Линли назвал себя и представил Хейверс, одновременно оглядывая собеседника. На вид Блинкеру можно было дать лет двадцать, а его лицо было бы абсолютно неприметным, если бы не обритая налысо голова и большое количество пирсинга, как раз достигшего пика моды. Колечки и гвоздики прорезывались сквозь кожу лица как серебряное проявление оспы, а когда он говорил – что было для него непросто, – то можно было заметить еще дюжину гвоздиков, пронзивших край языка. Линли не хотел даже думать, какую помеху они представляют собой во время еды. Ему с лихвой хватало слышать, какое препятствие они представляют собой при разговоре.
– По-моему, собор не лучшее место для нашей беседы, – сказал Линли, – Может, ты знаешь здесь неподалеку какое-нибудь место…
Блинкер согласился на кофе. Им удалось отыскать подходящее кафе поблизости, и Блинкер уселся за один из неопрятных пластиковых столов.
– Так я возьму спагетти, идет? – спросил он, изучив меню.
Линли передвинул источающую зловоние пепельницу в сторону Хейверс и сказал пареньку:
– С удовольствием угощу тебя.
Однако он содрогнулся при мысли о поглощении любой пищи (а тем более спагетти) в заведении, где ботинки прилипают к линолеуму, а книжечки меню выглядят так, будто нуждаются в дезинфекции.

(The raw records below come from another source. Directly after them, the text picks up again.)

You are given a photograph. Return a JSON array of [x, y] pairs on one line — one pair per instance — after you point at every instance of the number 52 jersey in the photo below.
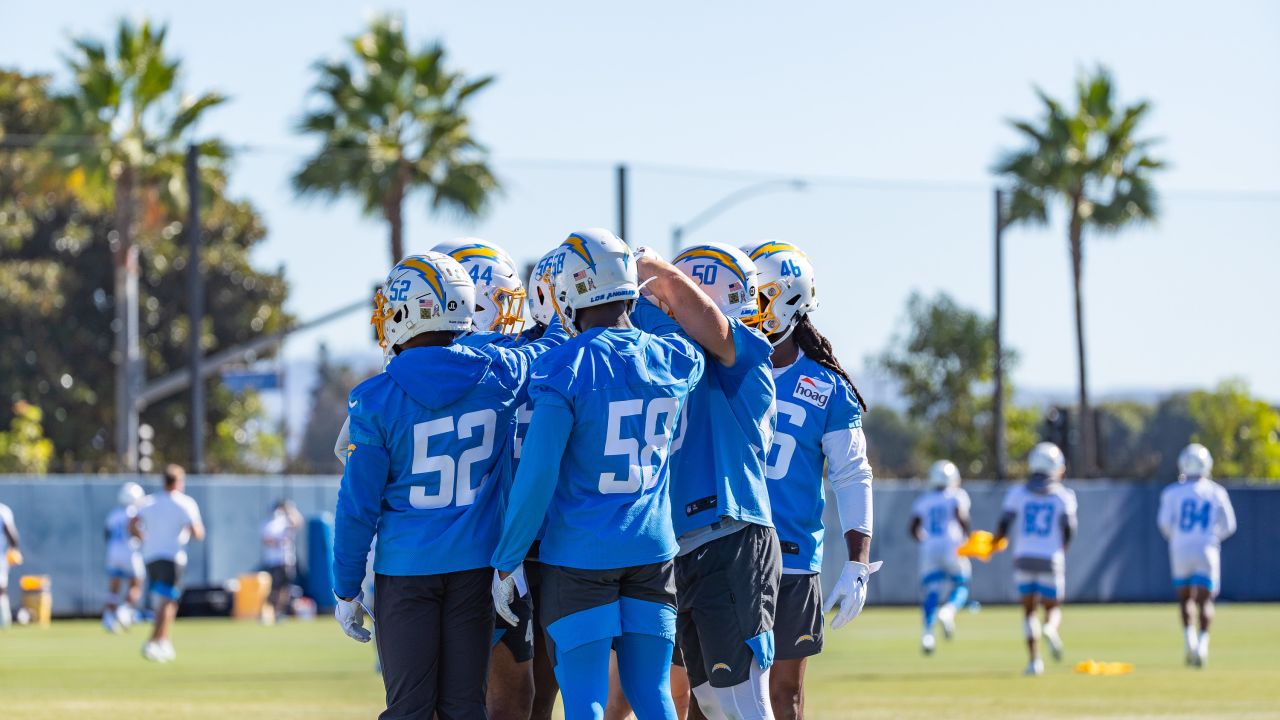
[[1040, 518]]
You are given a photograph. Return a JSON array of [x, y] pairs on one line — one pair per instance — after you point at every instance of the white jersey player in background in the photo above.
[[123, 561], [9, 555], [940, 523], [1040, 516], [1196, 516]]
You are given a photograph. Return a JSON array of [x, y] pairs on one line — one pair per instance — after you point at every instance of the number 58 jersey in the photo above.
[[626, 391], [1040, 516]]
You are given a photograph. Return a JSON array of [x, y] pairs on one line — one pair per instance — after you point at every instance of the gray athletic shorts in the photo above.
[[728, 593], [798, 627], [565, 592]]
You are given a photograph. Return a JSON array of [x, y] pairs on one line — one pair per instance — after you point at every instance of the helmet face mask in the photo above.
[[727, 276], [787, 287], [595, 268], [428, 292], [499, 296]]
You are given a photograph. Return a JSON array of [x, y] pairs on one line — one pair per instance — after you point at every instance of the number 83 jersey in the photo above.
[[812, 402], [626, 391]]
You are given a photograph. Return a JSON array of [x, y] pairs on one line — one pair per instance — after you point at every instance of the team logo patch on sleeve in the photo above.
[[813, 391]]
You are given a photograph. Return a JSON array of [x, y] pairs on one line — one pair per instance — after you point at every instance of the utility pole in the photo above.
[[196, 310], [622, 200], [997, 404]]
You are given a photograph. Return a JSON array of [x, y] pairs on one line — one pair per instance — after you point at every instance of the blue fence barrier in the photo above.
[[1118, 556]]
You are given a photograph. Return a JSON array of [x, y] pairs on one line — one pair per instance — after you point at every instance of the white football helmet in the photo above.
[[542, 286], [1194, 461], [499, 296], [944, 474], [1047, 459], [787, 287], [726, 274], [597, 269], [425, 292], [129, 493]]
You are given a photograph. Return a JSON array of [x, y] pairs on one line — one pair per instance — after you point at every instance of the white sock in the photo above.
[[1054, 618], [1031, 627]]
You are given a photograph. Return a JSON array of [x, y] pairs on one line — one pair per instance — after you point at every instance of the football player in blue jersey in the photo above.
[[728, 566], [606, 406], [424, 461], [819, 427]]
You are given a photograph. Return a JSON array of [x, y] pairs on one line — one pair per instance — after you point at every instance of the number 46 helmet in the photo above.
[[787, 286], [499, 296], [428, 292], [597, 269], [726, 274]]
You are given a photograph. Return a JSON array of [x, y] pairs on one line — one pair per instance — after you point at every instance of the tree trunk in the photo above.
[[1084, 450], [127, 359], [393, 208]]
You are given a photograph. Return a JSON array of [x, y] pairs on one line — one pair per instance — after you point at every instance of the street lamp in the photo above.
[[730, 200]]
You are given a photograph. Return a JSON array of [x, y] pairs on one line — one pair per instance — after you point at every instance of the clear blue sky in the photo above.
[[908, 96]]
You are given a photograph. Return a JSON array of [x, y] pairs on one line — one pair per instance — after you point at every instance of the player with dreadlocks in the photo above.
[[819, 423]]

Блинкер, очевидно, воспринял слова Линли как приглашение к пиру, потому что, когда к ним подошла официантка принять заказ, он добавил к спагетти с мясным соусом еще и бифштекс, два яйца, жареный картофель, грибы и сэндвич с тунцом и кукурузой. Хейверс заказала апельсиновый сок, Линли – кофе.

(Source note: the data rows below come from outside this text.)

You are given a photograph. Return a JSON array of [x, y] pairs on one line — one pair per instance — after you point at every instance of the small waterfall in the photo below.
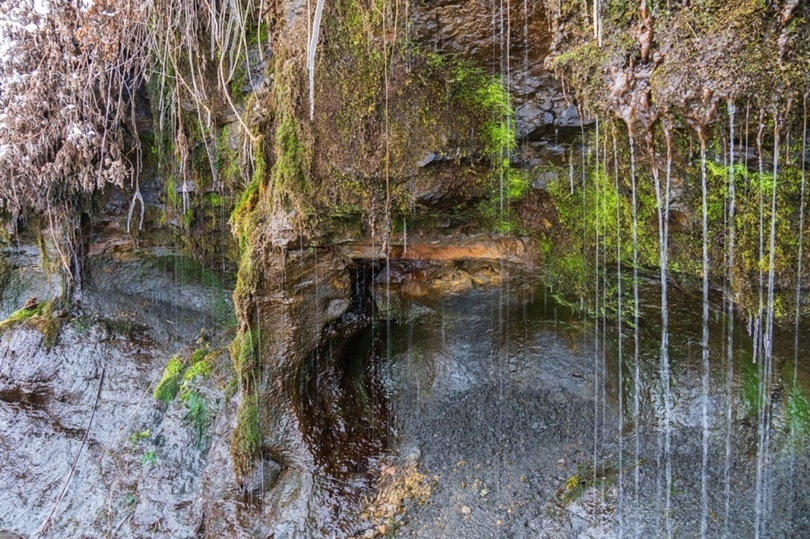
[[763, 447], [620, 487], [704, 480], [794, 387], [730, 314], [596, 370], [313, 46], [636, 366]]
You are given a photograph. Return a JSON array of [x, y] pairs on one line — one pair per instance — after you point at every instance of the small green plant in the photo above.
[[246, 439], [169, 384], [23, 314], [198, 355], [798, 415], [137, 437], [150, 457], [197, 414]]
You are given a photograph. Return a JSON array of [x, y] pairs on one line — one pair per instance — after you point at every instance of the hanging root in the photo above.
[[136, 198]]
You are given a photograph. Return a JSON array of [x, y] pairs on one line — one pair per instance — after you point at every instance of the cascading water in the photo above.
[[704, 479], [732, 217]]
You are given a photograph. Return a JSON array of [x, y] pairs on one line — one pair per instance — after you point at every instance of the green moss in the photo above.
[[169, 384], [197, 414], [246, 439], [244, 352], [22, 315], [797, 414], [198, 355]]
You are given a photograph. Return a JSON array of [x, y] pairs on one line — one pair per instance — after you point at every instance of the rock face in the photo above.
[[87, 451], [511, 41]]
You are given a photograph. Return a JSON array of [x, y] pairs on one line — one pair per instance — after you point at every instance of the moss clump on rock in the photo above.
[[246, 439], [166, 390]]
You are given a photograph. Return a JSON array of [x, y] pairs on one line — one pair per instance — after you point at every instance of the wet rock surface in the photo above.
[[87, 451], [513, 44], [498, 391]]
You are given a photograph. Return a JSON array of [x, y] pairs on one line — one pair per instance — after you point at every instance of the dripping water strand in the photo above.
[[620, 489], [636, 366], [799, 268], [732, 230], [704, 344]]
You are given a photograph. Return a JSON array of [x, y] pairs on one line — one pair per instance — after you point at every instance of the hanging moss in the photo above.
[[246, 439], [166, 390]]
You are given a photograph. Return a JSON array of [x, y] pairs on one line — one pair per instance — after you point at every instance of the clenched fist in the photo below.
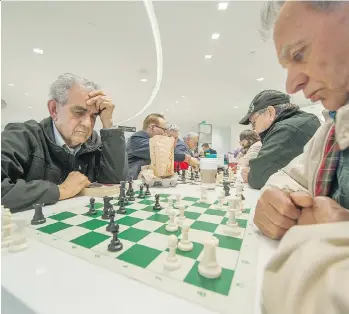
[[72, 185], [276, 211], [323, 210]]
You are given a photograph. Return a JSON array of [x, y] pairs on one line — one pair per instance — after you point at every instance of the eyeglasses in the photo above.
[[159, 127]]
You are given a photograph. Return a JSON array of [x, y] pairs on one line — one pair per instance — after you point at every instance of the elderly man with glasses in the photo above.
[[283, 129], [138, 145]]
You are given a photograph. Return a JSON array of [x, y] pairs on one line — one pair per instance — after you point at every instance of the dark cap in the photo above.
[[264, 100]]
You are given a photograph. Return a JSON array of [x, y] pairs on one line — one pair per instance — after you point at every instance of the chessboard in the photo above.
[[143, 234]]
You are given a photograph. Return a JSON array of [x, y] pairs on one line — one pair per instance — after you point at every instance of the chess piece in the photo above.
[[209, 267], [226, 188], [19, 241], [203, 195], [92, 210], [122, 209], [141, 193], [181, 217], [172, 261], [115, 245], [112, 220], [178, 170], [183, 177], [39, 217], [178, 201], [157, 205], [147, 192], [192, 174], [172, 226], [122, 188], [184, 244], [6, 228], [106, 207]]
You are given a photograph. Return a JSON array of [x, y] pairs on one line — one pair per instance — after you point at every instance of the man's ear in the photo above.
[[52, 108]]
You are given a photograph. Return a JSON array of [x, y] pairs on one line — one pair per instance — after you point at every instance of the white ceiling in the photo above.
[[112, 44]]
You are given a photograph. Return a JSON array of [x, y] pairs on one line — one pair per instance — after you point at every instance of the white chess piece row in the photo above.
[[12, 235]]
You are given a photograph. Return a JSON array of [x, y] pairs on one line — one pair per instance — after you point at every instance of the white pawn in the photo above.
[[203, 196], [185, 244], [209, 267], [181, 217], [172, 226], [6, 227], [172, 261], [19, 242], [178, 201], [169, 206]]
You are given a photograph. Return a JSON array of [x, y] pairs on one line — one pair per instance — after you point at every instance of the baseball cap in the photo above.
[[263, 100]]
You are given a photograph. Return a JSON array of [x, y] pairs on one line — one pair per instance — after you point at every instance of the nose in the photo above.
[[296, 80]]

В ожидании заказа Блинкер схватил солонку и принялся катать ее между ладоней. Он не хочет разговаривать, пока «не пожрет», заявил он полицейским. Поэтому все трое молча сидели до тех пор, пока не прибыли первые тарелки с едой. Хейверс воспользовалась паузой, чтобы выкурить сигарету, а Линли смотрел на кофе и мысленно готовился к ужасному спектаклю – когда Блинкер начнет изуродованным языком заталкивать еду в рот.
К счастью, оказалось, что Блинкер вполне освоил этот трюк. Когда перед ним поставили блюдо с бифштексом и гарниром, он расправился с пищей быстро, беззвучно и – слава богу! – не демонстрируя окружающим внутренность рта. Собрав куском хлеба растекшийся по тарелке яичный желток и жир от бифштекса, он констатировал, что «так-то лучше», и изобразил на лице готовность перейти к разговору и сигарете, которую стрельнул у Хейверс. Официантка пообещала, что спагетти скоро будут готовы.
Он был «в полном отпаде от Киммо», сказал он. Но он предупреждал приятеля – предупреждал миллион раз – о том, чтобы тот не подставлялся незнакомым мужикам. Да только Киммо всегда утверждал, что риск того стоит. И что он всегда заставляет мужиков надевать презики… хотя, конечно, не каждый же раз он оборачивался в ключевой момент и смотрел, натянута резинка или нет.
– Говорил же ему: не в том дело, что какой-нибудь мужик заразит его, – бубнил Блинкер. – А в том, что с ним как раз и случилось. Никогда я не хотел отпускать его одного, никогда. Когда Киммо шел на улицу, я шел на улицу вместе с ним. Так все и должно было быть.
– А! – качнул головой Линли. – Понемногу начинаю понимать. Ты был сутенером Киммо Торна, верно?
– Эй, ничего подобного!
Блинкер явно обиделся на такое предположение.
– Значит, ты не был его сутенером? – вступила Барбара Хейверс – А кем же ты тогда ему приходился, скажи на милость?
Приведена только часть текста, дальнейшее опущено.